Marcus Rashford Has Issued A Powerful Statement After The Tories Voted Down Free School Meals During The Holidays
4 min read
The Conservatives tonight voted down proposals to extend free school meals for the poorest children into the holidays, prompting a backlash from premiership footballer and child poverty campaigner Marcus Rashford.
Manchester United player Rashford tweeted that it was time to focus on the "reality that children are going to bed hungry tonight" just minutes after the vote, which was 322 against to 261 in favour.
Labour's motion would have extended free school meals in England through the holidays until Easter 2021. After pressure from Rashford earlier this year the government agreed to allow the scheme during the school summer holidays.
Five Tories rebelled against the government to go through the lobbies with Labour tonight. They were Caroline Ansell (Eastbourne), Robert Halfon (Harlow), Jason McCartney (Colne Valley), Anne Marie Morris (Newton Abbot) and Holly Mumby Croft (Scunthorpe).
The Tories had a majority of 61, and 46 of their MPs did not vote. Not all will have abstained as some will have been paired, or away from Parliament.
The striker invited No 10 to get round the table with him and the Child Food Poverty Taskforce to work on a solution to a child food poverty 'pandemic'.
"Following private and public approaches, I once again invite Number 10 to sit around the table with the [Child Food Poverty] Taskforce so that, together, we can collaborate on how best to combat child poverty in the UK."
"These children matter. These children are the future of this country. They are not just another statistic," he tweeted.
Angry and fractious scenes were on display in the Commons in the debate preceeding the vote as both sides traded blows on which party had done more over the years to tackle child poverty, and who had real life experience of working with children.
It also proved divisive for some Tories despite being whipped to vote against the motion, including chair of the education select committee Robert Halfon, who said he agreed with Labour when he spoke in the Commons.
He said: "Free school meals should be extended over the school holidays, temporarily, as long as the big effects of the pandemic continue to be felt...If we acknowledge that children risk going hungry by providing them with free school meals despite the provision of Universal Credit... then we know they risk going hungry during the holidays too.
"I urge the govt to set out a serious long term plan."
Shadow schools minister, Tulip Siddiq, who closed the debate had urged the Tories to vote with them, saying it was an issue of "humanity". Labour has claimed that millions of children will go hungry without government intervention.
However many Tories strongly disagreed with any extension.

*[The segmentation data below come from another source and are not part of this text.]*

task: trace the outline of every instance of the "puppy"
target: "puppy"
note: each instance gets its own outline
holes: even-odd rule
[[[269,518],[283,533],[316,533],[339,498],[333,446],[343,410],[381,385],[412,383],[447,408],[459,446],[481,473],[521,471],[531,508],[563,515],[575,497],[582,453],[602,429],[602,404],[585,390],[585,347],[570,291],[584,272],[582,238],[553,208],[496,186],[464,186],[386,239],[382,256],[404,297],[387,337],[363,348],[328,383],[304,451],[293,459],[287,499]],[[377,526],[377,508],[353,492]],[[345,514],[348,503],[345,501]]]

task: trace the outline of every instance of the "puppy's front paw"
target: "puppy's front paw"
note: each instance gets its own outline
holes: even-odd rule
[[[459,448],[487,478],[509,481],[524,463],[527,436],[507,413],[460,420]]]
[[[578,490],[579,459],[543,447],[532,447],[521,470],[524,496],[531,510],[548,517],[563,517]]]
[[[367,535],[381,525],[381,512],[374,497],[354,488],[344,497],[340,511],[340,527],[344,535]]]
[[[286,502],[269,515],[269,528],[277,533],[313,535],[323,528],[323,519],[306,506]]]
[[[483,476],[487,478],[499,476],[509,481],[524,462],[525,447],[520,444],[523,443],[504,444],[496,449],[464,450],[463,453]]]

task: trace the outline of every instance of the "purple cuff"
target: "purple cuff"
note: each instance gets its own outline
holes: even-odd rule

Ex-teacher and Tory MP Jonathan Gullis hit out at the “moral superiority” he claimed was coming from Labour MP for the City of Durham, Mary Foy, who said the Tories had no shame when it came to child hunger.
He said from his own experience in teaching of the free school meal vouchers, he seriously doubted they were always used properly and he wouldn’t be lectured by somebody who hadn’t stood in his shoes working with children on the front-line.
Conservative Kevin Hollinrake MP, who came under fire from Rashford on Twitter in September for saying, "where they can, it's a parents job to feed their children" said that rolling out such a policy could mean higher taxes to pay for it and less money could end up going to those most in need.
Former teacher and Tory MP Brendan Clark-Smith: “We need sensible policies, not policies by PR."
He said while school interventions could be life-changing, they will never replace the role of a parent.
He asked: “When did it suddenly become controversial to suggest the primary responsibility for a child’s welfare should be with their parents.”
Work and pensions secretary, Thérèse Coffey, said: "We are in a different situation now where we are not in the same level of lockdown. More people have come off the furlough scheme and are now back in work...schools are open, the NHS is now treating many more people, not just the people with coronavirus. We need to encourage life to continue as it is and that is why we have put those enhanced measures into Tier 2 and Tier 3."